Mr G (not his real name, for reasons which will follow – his real name is Mr Roden, also for reasons which will follow) was dismissed by the BBC after allegations were made about an incident of indecency with young men in Glasgow in 2013. In the course of its investigation the BBC discovered that certain information G had given to it at the time of his recruitment was untrue. Though denying the Glasgow incident, information came to light of his involvement in an event in Cornwall of a not dissimilar nature in 2005. No doubt somewhat to its surprise, the Employment Tribunal was shown a photograph of Mr G on that occasion “simulating oral sex with a student dressed as a children’s television character in the presence of another dressed as a different character”. They may never look at the Teletubbies in the same way again. That incident had led to his summary dismissal from his job in Cornwall, but in his application to the BBC, Mr G had described the parting as being 5 months later than it was, and as by reason of “concern about potential bad publicity arising from allegations [denied by Mr G] made by two students”. Under cross-examination Mr G admitted that he had misled the BBC in that respect. He was dismissed as a result of that dishonesty and no specific finding was therefore made by the Beeb about the truth of the Glasgow allegations.
Mr G claimed unfair dismissal and lost resoundingly, as one might rather expect. However, the key issue for us here is not the merits of his dismissal but of the Order made by the Employment Tribunal that Mr G’s identity should be anonymised throughout the hearing and permanently thereafter, so preventing the meaningful reporting of what was clearly a cracking story. The BBC appealed that Order to the EAT. There the Judge, clearly incensed and not entirely hiding it, was tasked with considering the balance between Mr G’s rights on the one hand and the established public interest in the transparency of judicial proceedings on the other.
Mr G’s case was that the publication of any identifying information about his Employment Tribunal proceedings would leave him unable to rebut a likely public assumption that the Glasgow allegations were true, even though neither the BBC nor the Employment Tribunal had made any finding of guilt in that respect. He feared “vigilante consequences” and the inevitably very damaging impact on his life of being seen as a sexual predator to young men. He gave the public no credit for any ability to distinguish in its reaction between unsupported press contention on the one hand and established fact on the other.
The EAT was unimpressed, noting in response that:-
(i) Mr G had lied to the BBC and then to the ET about his reasons for leaving the Cornwall job;
(ii) he had brought a claim to a public forum (the ET) knowing that to be the case;
(iii) he was not the victim of sexual misconduct but an active participant in it (allegedly in Glasgow and most certainly in Cornwall);
(iv) there was no evidence that the public would be unable to distinguish between an allegation of criminal conduct and a conviction or finding to that effect – indeed, in post-Operation Yewtree days, said the Judge, the public could be said to have become used to famous names being arrested and then acquitted or not proceeded against;
(v) the BBC was entitled to its public vindication, and to prevent Mr G’s identity being disclosed would also prevent it making clear in references or to other potentially interested parties that he had in fact been fairly dismissed for dishonesty.
And so the permanent anonymity Order was overturned.
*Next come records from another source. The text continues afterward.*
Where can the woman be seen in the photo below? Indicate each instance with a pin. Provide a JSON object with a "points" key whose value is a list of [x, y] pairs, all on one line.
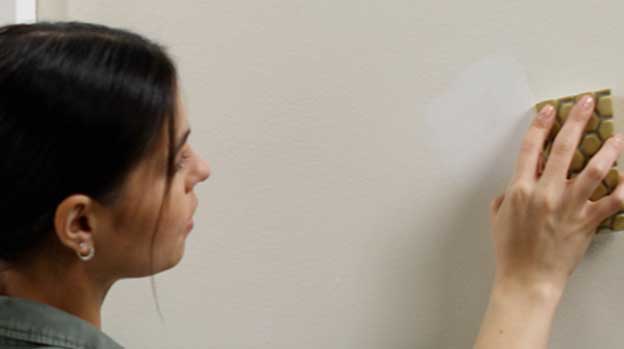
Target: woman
{"points": [[541, 229], [96, 176], [92, 155]]}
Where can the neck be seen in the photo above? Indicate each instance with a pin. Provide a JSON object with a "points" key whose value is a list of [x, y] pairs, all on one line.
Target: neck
{"points": [[69, 288]]}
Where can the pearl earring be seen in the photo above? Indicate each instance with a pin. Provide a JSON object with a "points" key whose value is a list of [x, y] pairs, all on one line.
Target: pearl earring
{"points": [[89, 255]]}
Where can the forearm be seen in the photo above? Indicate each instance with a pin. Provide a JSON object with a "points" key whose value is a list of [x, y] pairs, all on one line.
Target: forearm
{"points": [[518, 318]]}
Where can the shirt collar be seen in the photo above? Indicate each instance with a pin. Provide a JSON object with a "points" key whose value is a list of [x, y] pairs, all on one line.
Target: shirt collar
{"points": [[40, 323]]}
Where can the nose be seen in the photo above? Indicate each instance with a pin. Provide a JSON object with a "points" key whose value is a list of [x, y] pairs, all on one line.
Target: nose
{"points": [[203, 170]]}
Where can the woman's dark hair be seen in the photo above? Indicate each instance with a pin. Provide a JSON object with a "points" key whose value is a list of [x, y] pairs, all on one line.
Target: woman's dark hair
{"points": [[81, 104]]}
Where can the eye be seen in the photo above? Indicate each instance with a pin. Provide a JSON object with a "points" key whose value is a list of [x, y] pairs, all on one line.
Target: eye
{"points": [[180, 163]]}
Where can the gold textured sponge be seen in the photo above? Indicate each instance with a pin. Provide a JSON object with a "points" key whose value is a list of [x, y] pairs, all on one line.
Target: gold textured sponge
{"points": [[599, 128]]}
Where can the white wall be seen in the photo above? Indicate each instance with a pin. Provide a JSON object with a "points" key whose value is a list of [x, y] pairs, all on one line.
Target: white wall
{"points": [[355, 146], [7, 11]]}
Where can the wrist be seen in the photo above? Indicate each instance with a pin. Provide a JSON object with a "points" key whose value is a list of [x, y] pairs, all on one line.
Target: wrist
{"points": [[540, 294]]}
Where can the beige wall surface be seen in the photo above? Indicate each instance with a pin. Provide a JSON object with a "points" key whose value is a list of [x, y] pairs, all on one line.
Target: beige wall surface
{"points": [[7, 12], [355, 146]]}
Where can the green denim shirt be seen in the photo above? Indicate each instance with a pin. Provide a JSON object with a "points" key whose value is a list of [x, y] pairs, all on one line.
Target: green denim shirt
{"points": [[26, 324]]}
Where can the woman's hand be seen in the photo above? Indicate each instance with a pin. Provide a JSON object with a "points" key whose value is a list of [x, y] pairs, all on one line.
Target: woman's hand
{"points": [[541, 228]]}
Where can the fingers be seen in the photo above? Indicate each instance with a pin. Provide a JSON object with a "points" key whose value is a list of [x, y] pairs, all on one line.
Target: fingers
{"points": [[526, 166], [566, 143], [597, 168], [608, 205]]}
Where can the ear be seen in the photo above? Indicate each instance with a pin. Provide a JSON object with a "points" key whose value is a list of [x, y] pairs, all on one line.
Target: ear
{"points": [[74, 221]]}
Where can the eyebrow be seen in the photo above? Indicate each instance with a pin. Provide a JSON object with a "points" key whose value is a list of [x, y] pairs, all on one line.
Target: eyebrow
{"points": [[182, 141]]}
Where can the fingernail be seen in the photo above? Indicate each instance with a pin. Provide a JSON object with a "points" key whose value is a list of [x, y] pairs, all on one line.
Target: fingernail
{"points": [[588, 102], [546, 112]]}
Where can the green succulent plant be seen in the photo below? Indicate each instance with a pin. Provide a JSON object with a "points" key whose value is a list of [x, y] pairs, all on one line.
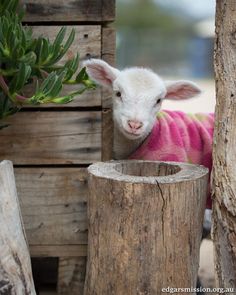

On the facts of Mr G’s case, all of this makes perfect sense. In the only just unwritten subtext of the Judge’s decision, Mr G deserved whatever he got. What would be unwise, however, is for employers to attach too much precedent value to this decision, especially in relation to (ii) above. Where genuine allegations of sexual misconduct are being made, it will not be open to the employer to contest an application for anonymity for the Claimant on the grounds that the employee brought it on him/herself by suing in the first place.
In addition, if it is the employer which seeks the restricted reporting order, it seems that the Employment Tribunal will not accept without clear evidence that public association with alleged conduct of that sort will lead to anything more than temporary embarrassment, to be effectively dispelled if untrue by a reported decision to that effect. Personally I think that this is harsh – 3.9m votes for UKIP show that some parts of the public will believe almost anything, and the reality is that news of the allegations will almost always attract more noise and coverage than a subsequent Tribunal “acquittal” – “Company Behaves Correctly Shock” just doesn’t sell newspapers.